13      However, the evidence Sonnenberg relies on is at best tangentially related to the true replacement value of the Buick.  Sonnenberg’s proffered Blue Book estimates give the Buick’s value as of May 2006, over two years after the theft took place.  They also list the amount a private seller would be expected to charge, not the amount the victim would have had to pay in order to purchase a similar vehicle from a dealer.  Sonnenberg’s estimates therefore shed little light on what a proper restitution amount would have been.  In addition, we agree with the circuit court’s conclusion that the victim’s impromptu estimates to police were much less accurate than the Blue Book estimate submitted by the prosecution.  We therefore conclude Sonnenberg has failed to show a reasonable likelihood that a restitution hearing would have led to a different result. 

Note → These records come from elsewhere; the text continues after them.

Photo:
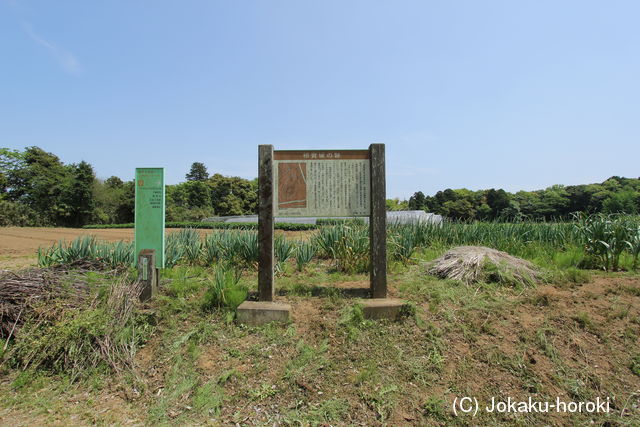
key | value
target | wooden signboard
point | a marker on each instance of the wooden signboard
(322, 183)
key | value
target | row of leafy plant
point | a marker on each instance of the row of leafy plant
(601, 239)
(285, 226)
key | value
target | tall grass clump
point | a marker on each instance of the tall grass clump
(346, 245)
(304, 253)
(283, 249)
(224, 289)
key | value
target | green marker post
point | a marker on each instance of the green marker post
(150, 212)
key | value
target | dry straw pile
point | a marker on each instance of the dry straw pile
(473, 264)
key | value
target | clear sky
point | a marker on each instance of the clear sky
(477, 94)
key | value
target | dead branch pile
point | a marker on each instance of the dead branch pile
(23, 290)
(20, 292)
(472, 264)
(62, 322)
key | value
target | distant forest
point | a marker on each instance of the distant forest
(37, 188)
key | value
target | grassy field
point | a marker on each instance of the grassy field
(574, 337)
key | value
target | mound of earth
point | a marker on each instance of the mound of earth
(472, 264)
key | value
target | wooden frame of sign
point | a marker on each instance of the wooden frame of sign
(322, 183)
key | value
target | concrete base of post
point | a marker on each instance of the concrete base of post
(257, 313)
(148, 274)
(383, 308)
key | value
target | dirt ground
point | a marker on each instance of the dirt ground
(18, 245)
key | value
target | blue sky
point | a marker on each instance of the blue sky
(476, 94)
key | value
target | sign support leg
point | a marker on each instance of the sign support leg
(378, 223)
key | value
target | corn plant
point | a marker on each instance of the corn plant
(634, 245)
(605, 236)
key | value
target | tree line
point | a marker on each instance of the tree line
(37, 188)
(615, 195)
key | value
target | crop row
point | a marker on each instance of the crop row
(602, 238)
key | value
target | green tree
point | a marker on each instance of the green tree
(198, 172)
(625, 201)
(418, 201)
(498, 200)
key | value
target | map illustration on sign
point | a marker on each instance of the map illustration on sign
(292, 186)
(322, 183)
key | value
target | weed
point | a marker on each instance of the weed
(434, 407)
(224, 290)
(635, 365)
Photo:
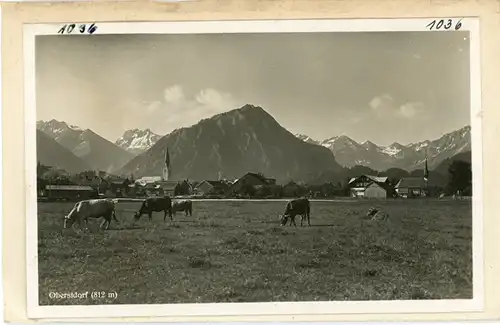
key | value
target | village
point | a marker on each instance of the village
(91, 184)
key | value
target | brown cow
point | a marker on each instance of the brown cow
(155, 204)
(96, 208)
(183, 205)
(296, 207)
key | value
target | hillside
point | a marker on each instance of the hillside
(409, 157)
(51, 153)
(98, 152)
(137, 141)
(233, 143)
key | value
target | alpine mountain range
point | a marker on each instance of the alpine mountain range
(247, 139)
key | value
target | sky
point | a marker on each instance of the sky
(381, 86)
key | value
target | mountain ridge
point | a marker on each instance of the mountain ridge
(137, 141)
(98, 152)
(349, 153)
(246, 139)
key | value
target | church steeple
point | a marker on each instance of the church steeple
(167, 168)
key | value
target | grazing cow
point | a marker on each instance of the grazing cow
(375, 214)
(183, 205)
(96, 208)
(155, 204)
(296, 207)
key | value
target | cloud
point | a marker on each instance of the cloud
(177, 110)
(382, 105)
(174, 94)
(385, 106)
(410, 109)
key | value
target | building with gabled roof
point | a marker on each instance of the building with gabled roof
(411, 187)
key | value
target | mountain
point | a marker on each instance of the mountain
(51, 153)
(305, 138)
(137, 141)
(98, 152)
(243, 140)
(442, 168)
(409, 157)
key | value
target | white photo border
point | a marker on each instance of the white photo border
(476, 304)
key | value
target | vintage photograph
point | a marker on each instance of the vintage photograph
(253, 167)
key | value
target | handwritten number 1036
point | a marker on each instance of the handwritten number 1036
(446, 24)
(70, 28)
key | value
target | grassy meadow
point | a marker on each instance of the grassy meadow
(237, 252)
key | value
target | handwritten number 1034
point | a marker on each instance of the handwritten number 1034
(444, 24)
(70, 28)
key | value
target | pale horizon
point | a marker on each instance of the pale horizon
(384, 87)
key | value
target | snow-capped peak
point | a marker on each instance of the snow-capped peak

By the Court—Judgment and order affirmed.

                        This opinion will not be published.  See Wis. Stat. Rule 809.23(1)(b)5 (2005-06). 


 



[1]  See State v. Machner, 92 Wis. 2d 797, 804, 285 N.W.2d 905 (Ct. App. 1979).

 

[2]  Throughout his brief, Sonnenberg repeatedly refers to trial counsel as “incompetent.”  It is not clear whether Sonnenberg is using the term “incompetent” as a synonym for deficient performance or simply as a disparaging epithet.  If the latter, his use of the term is unprofessional.  In either case, his accusation is unfounded.

[3]  All references to the Wisconsin Statutes are to the 2005-06 version unless otherwise noted.